Distributed (in-memory) graph processing with Akka

Graphs have always been an interesting structure to study in both mathematics and computer science (among other fields), and have become even more interesting in the context of online social networks such as Facebook and Twitter, whose underlying network structures are nicely represented by graphs.

These graphs are typically “big”, even when sub-graphed by things such as location or school. With “big” graphs comes the desire to extract meaningful information from these graphs. In the age of multi-core CPU’s and distributed computing, concurrent processing of graphs proves to be an important topic.

Luckily, many graph analysis algorithms are trivially parallelizable. One example that comes to mind is all-pairs shortest path. In the case of an undirected, unweighted graph, we can consider each vertex individually, and do a full BFS from each vertex.

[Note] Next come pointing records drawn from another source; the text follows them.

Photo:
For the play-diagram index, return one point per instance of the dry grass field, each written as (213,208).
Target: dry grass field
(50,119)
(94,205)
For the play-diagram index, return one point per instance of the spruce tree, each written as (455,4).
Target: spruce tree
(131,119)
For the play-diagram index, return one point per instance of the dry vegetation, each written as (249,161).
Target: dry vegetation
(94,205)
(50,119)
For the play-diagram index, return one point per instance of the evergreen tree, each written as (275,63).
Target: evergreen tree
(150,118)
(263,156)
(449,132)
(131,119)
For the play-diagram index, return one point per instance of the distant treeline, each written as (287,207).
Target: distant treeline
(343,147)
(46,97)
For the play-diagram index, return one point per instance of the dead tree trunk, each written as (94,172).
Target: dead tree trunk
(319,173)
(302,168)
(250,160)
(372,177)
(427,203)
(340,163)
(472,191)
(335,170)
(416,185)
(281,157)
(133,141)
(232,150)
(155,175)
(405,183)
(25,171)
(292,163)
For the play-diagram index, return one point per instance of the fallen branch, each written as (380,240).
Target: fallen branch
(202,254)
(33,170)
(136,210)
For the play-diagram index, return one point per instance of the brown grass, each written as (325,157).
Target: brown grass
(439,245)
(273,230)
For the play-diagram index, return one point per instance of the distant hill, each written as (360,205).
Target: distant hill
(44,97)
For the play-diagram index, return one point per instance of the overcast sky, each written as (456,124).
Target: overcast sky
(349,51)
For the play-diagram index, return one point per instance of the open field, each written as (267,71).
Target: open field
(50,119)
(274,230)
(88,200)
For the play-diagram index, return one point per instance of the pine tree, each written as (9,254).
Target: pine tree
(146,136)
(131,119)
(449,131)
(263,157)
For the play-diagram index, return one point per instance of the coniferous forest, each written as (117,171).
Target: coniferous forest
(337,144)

In this post I detail a general framework for distributed graph processing. I do not use any particular graph library, so my graph class will simply be called Graph. Popular graph libraries for Scala can be found in Twitter’s Cassovary project or the Graph for Scala project.

I will also make use of Derek Wyatt’s submission to the Akka Summer of Blog—”Balancing Workloads Across Nodes with Akka 2"—which provides a nice and simple implementation of a BalancingDispatcher in the context of distributed processing.

The goal will be to have the client to only need to specify an algorithm and the output filename. These two will be passed into a System, which will spawn a Master and ResultHandler actor. Then on each machine, we will start a microkernel which will read in our graph off the disk, spawn some workers, and begin the computation.

As a simple example, let’s implement a degree algorithm for a graph. The degree of a vertex is defined as the number of edges incident to that vertex. All we want in the end is a file that lists two columns, one for the ID of the vertex and another for the corresponding degree. Assume all vertex ID’s are Ints.

First, let’s implement the algorithm interface.

The Algorithm

We want a function that takes something as input and returns something as output. Thankfully for many graph algorithms, certain types of inputs and outputs are commonly used. For input, we clearly need a Graph, along with an input vertex, or a pair of vertices. For output, for each input vertex, you typically get either a numeric result, a collection of numeric results, or a map whose key is another input vertex and value that is either a numeric result or a collection of numeric results.

We can define a trait AbstractAlgorithm with an abstract execute method that takes in a Graph and a subclass of a trait AbstractInput and outputs a subclass of a trait AbstactResult. To be safe, it should return an Option[AbstractResult] on the off chance that input we did not expect is fed in.

In the case of our degree algorithm, we create a case class SingleVertexInput that extends AbstractInput and another case class LongResult that extends AbstractResult. Let’s also override the toString method so that later on when printing the results we can simply do something like

println(input + " " + result)

We can then implement an object DegreeAlgorithm that extends AbstractAlgorithm, look for a SingleNodeInput, and return the result. Most graph libraries have an easy way to get a degree of a vertex, so the implementation is trivial.

The System

In Derek Wyatt’s post, the work done by the Workers is typed as Any, since we know what kind of work we’ll be feeding them, we can type it as AbstractInput.

With that information, we can create our System. Our System will take as input the algorithm, a collection of work, and an output filename. From these it will create an ActorSystem, a ResultHandler actor (we pass the output filename to the constructor of this actor), a Master (we pass the algorithm and the reference of our ResultHandler to the constructor), send all the work to the Master, and then send an AllWorkSent message to the Master.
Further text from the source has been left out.